Eucalyptus melanoxylon, commonly known as black morrell, is a species of small to medium-sized tree that is endemic to Western Australia. It has hard, fissured bark on some or all of its trunk, linear to narrow lance-shaped leaves, flower buds in groups of between seven and fifteen, white flowers and conical to cup-shaped fruit.

==Description==
Eucalyptus melanoxylon is a tree that typically grows to a height of 4-24 m, sometimes a robust mallee, and forms a lignotuber. It has hard, thick, fissured bark on the trunk and larger branches or sometimes only on the lower half, and white to greyish bark above. Young plants and coppice regrowth have dull greenish leaves that are lance-shaped, 40-75 mm long and 12-30 mm wide. Adult leaves are the same glossy green on both surfaces, linear to narrow lance-shaped, 72-110 mm long and 7-12 mm wide on a petiole 7-15 mm long. The flower buds are arranged in groups of between seven and fifteen on an unbranched peduncle 8-15 mm long, the individual buds on pedicels 3-5 mm long. Mature buds are oval, 5-8 mm long and 3-5 mm wide with a conical to rounded operculum. Flowering occurs between November and March and the flowers are white. The fruit is a woody conical to cup-shaped capsule 4-6 mm long and 5-6 mm wide with the valves protruding.

==Taxonomy==
Eucalyptus melanoxylon was first formally described in 1923 by Joseph Maiden in his book, A Critical Revision of the Genus Eucalyptus from specimens collected near Westonia. The specific epithet (melanoxylon) means "black wood", alluding to the very dark colour of the timber.

==Distribution and habitat==
Black morrell occurs in southern Western Australia from Westonia, Bullabulling and Lake King in the eastern wheatbelt to Balladonia in the eastern goldfields.
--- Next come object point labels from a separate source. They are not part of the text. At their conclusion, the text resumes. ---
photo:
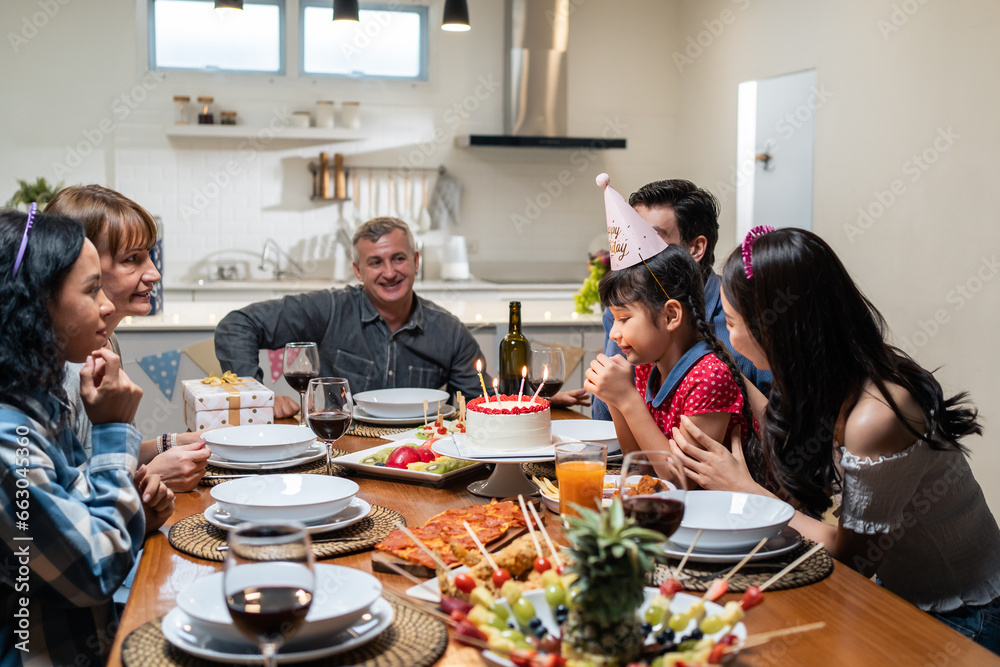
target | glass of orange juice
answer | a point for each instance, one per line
(580, 468)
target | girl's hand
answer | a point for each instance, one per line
(709, 463)
(181, 467)
(610, 379)
(109, 396)
(157, 499)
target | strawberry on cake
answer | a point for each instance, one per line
(508, 425)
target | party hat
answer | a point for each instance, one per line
(630, 238)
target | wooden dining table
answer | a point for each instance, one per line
(865, 624)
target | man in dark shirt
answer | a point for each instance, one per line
(377, 335)
(686, 215)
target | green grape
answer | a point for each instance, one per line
(500, 610)
(712, 624)
(524, 611)
(555, 595)
(654, 614)
(678, 622)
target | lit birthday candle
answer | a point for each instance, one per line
(479, 372)
(545, 376)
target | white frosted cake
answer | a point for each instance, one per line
(508, 425)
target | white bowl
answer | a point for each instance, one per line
(260, 443)
(588, 430)
(284, 497)
(341, 595)
(401, 403)
(730, 521)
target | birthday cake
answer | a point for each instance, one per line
(508, 424)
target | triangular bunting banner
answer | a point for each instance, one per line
(162, 370)
(277, 358)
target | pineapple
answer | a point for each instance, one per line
(610, 557)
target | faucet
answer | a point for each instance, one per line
(295, 270)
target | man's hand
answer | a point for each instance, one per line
(610, 379)
(181, 467)
(285, 407)
(157, 499)
(567, 398)
(109, 396)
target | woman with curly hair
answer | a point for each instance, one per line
(71, 536)
(123, 233)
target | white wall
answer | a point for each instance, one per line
(896, 85)
(63, 84)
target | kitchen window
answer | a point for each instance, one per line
(389, 42)
(190, 35)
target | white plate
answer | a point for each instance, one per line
(256, 443)
(680, 603)
(361, 415)
(776, 546)
(181, 631)
(588, 430)
(448, 447)
(399, 402)
(355, 512)
(315, 452)
(279, 497)
(354, 461)
(341, 595)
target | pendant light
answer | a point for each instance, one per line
(456, 16)
(346, 10)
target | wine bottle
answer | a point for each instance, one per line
(514, 352)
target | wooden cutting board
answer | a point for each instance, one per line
(381, 560)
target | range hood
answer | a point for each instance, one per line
(537, 33)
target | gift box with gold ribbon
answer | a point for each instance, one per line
(229, 400)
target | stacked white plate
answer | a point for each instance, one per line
(731, 525)
(347, 611)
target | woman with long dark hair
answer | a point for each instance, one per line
(69, 536)
(853, 417)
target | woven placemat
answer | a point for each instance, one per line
(317, 467)
(363, 430)
(698, 576)
(195, 536)
(548, 469)
(414, 639)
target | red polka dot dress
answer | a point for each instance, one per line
(708, 387)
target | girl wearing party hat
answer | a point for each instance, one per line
(852, 415)
(681, 369)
It is found in depressions and on flats where it grows in sand-clay-loamy soils.

==Conservation status==
This eucalypt is classified as "not threatened" by the Western Australian Government Department of Parks and Wildlife.

==Uses==
The heartwood of this species is a dark brown colour with visible growth rings. The wood is quite dense, with an air-dry density of 1130 kg/m3 and a green density of 1165 kg/m3. It is quite workable and is suitable for woodturning, sanding and finishing.